Procedure for establishing a Kabushiki Kaisha (KK)
Before beginning the process of incorporating a company as a KK, some materials should be prepared. These include:
- A personal seal: For the director and investor. It is possible to use signature as an alternative, but a certified proof of signature would be required from the local Japanese consulate or notary republic.
- A corporate seal: A corporate seal is required for validating or accepting documents on the behalf of the company. Must be registered under the name of the representative directors of the company with the bureau for official use.
- An office address: A location where the company can be registered. Depending on the circumstance, it may also be required to have a dedicated physical office space.
- A Japanese bank account: A bank account is needed to receive initial capital. Many banks in Japan require that the holder of the account be a resident. (This doesn’t need to be the company’s account. It’s just a holding account in Japan to be used until the company is able to establish its own bank account.)
- A Representative Director: Although not necessary, it is recommended to appoint a local representative, as a resident is often needed to open a bank account and for the initial incorporation.
- Articles of Incorporation (Teikan): Should include company name, company address, company’s activities, a list of the administration, amount of initial capital, fiscal year.
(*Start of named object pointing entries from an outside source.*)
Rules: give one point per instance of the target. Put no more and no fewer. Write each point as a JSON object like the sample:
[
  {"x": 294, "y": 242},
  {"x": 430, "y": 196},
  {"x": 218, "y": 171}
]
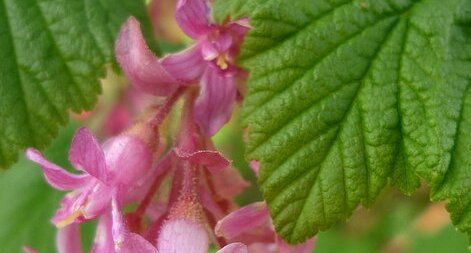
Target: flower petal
[
  {"x": 213, "y": 160},
  {"x": 242, "y": 220},
  {"x": 135, "y": 243},
  {"x": 86, "y": 154},
  {"x": 187, "y": 65},
  {"x": 125, "y": 241},
  {"x": 182, "y": 236},
  {"x": 141, "y": 66},
  {"x": 68, "y": 239},
  {"x": 128, "y": 158},
  {"x": 235, "y": 247},
  {"x": 213, "y": 107},
  {"x": 193, "y": 17},
  {"x": 56, "y": 176},
  {"x": 103, "y": 242},
  {"x": 97, "y": 202}
]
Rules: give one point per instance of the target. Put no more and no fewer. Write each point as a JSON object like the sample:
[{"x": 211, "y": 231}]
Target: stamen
[
  {"x": 221, "y": 61},
  {"x": 67, "y": 220}
]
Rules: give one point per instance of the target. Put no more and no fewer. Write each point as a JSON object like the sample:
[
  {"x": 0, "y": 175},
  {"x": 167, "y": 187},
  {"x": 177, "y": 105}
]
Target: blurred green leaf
[{"x": 53, "y": 54}]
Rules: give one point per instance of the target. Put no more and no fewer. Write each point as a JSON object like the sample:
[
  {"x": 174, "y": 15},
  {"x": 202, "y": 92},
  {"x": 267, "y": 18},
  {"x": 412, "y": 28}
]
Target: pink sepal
[
  {"x": 242, "y": 220},
  {"x": 127, "y": 157},
  {"x": 68, "y": 239},
  {"x": 86, "y": 154},
  {"x": 235, "y": 247},
  {"x": 182, "y": 236},
  {"x": 140, "y": 65},
  {"x": 56, "y": 176}
]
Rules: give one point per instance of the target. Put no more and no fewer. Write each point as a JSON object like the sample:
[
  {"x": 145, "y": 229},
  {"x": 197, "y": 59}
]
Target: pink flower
[
  {"x": 113, "y": 167},
  {"x": 252, "y": 226},
  {"x": 210, "y": 61}
]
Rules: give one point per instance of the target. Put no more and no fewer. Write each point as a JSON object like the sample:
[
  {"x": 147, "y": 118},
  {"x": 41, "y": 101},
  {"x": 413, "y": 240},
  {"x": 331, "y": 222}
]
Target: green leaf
[
  {"x": 28, "y": 202},
  {"x": 53, "y": 53},
  {"x": 234, "y": 8},
  {"x": 346, "y": 96}
]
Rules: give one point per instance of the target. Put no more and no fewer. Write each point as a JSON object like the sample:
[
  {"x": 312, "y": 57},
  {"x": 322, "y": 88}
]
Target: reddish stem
[
  {"x": 162, "y": 168},
  {"x": 166, "y": 107}
]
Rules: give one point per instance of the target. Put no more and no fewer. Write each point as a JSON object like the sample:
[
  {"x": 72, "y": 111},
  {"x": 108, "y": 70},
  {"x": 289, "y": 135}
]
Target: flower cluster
[{"x": 149, "y": 198}]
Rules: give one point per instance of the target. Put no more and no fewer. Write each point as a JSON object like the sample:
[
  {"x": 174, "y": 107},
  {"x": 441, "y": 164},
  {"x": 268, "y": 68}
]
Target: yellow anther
[
  {"x": 69, "y": 219},
  {"x": 221, "y": 61}
]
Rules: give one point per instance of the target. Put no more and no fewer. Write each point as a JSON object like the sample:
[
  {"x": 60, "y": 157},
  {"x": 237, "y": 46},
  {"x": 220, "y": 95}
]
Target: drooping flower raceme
[
  {"x": 209, "y": 62},
  {"x": 180, "y": 201},
  {"x": 108, "y": 168}
]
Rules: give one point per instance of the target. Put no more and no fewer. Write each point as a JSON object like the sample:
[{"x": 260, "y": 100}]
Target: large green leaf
[
  {"x": 345, "y": 96},
  {"x": 53, "y": 53}
]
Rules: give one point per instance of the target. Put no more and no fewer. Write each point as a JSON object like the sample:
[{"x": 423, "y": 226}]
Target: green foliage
[
  {"x": 28, "y": 202},
  {"x": 346, "y": 96},
  {"x": 234, "y": 8},
  {"x": 53, "y": 53}
]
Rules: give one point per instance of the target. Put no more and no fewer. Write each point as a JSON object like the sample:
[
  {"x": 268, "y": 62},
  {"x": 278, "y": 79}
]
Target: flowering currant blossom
[
  {"x": 210, "y": 61},
  {"x": 112, "y": 167}
]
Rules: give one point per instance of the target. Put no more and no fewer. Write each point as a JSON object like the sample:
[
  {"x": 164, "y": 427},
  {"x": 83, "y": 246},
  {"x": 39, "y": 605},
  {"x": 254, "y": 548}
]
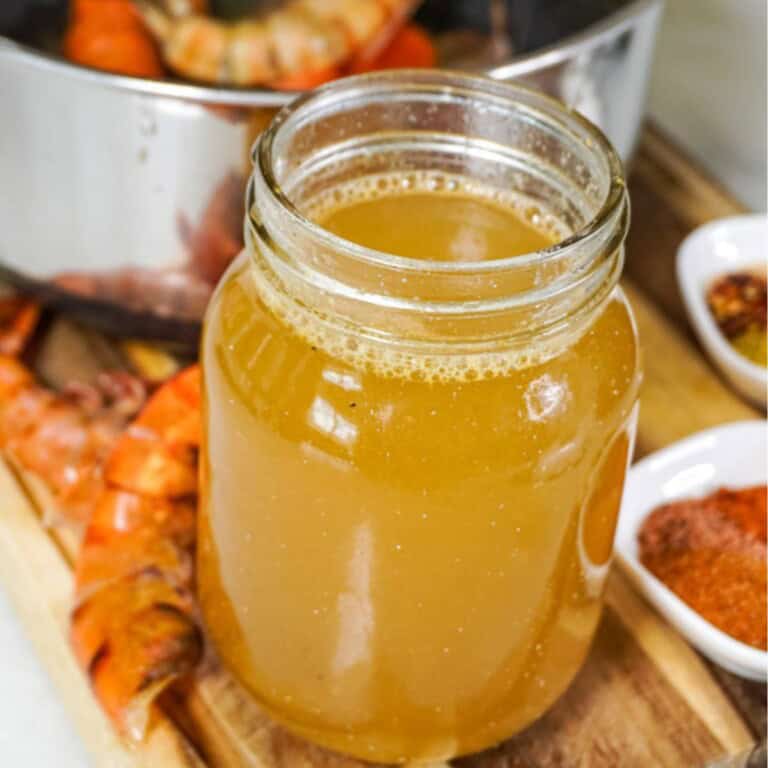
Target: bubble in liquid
[{"x": 389, "y": 362}]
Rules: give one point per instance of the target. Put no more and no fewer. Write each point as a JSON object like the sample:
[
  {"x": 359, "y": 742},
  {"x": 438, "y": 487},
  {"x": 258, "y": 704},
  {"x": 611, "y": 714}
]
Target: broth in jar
[{"x": 402, "y": 547}]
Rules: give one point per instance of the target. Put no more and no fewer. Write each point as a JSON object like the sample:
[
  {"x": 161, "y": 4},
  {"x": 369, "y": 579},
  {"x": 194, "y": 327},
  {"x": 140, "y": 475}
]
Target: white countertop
[{"x": 35, "y": 731}]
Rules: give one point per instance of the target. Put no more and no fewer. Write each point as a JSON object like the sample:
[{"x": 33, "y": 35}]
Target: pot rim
[{"x": 587, "y": 39}]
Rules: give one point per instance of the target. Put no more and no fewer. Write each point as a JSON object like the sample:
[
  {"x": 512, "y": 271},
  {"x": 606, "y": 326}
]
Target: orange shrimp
[
  {"x": 298, "y": 45},
  {"x": 134, "y": 627},
  {"x": 110, "y": 35},
  {"x": 61, "y": 437}
]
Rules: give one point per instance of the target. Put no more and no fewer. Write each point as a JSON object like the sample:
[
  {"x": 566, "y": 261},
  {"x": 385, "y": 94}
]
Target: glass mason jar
[{"x": 413, "y": 468}]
Once a office address is found and the Articles of Incorporation (Teikan) are prepared, the Articles must be notarized and the revenue stamp fee paid. This can be done at the Notary Office (Koshonin Yakuba). Following this, initial capital must be deposited using an investor’s personal Japanese bank account. Additional documents (eg. notification of the company’s seal, letter of agreement from directors, etc.) must then be prepared. The application for the company registration must then be filed at the Registry Office (Honmokyuku). On registration is completed, it is possible to acquire a registry certificate and company seal certificate. A bank account under the company’s name may then be opened.
This process typically requires a total of 2 to 4 weeks, but may take longer if special business licenses are required.
Costs of establishing a Kabushiki Kaisha (K.K.)
- Notarization fee: 50,000 yen
- Revenue stamps: 40,000 yen
- Registration fee: Minimum 150,000 yen
- Administrative fees: 150,000-300,000 or more depending on the firm used.
Please note that it is possible to change from Kabushiki Kaisha (KK) to Godo Kaisha (GK.) in the post incorporation. In general, if there are sufficient funds and will work often with Japanese companies, KK should be chosen. In addition to this, if it is intended to have other investors in the future or shares will be transferred or sold, KK should be chosen.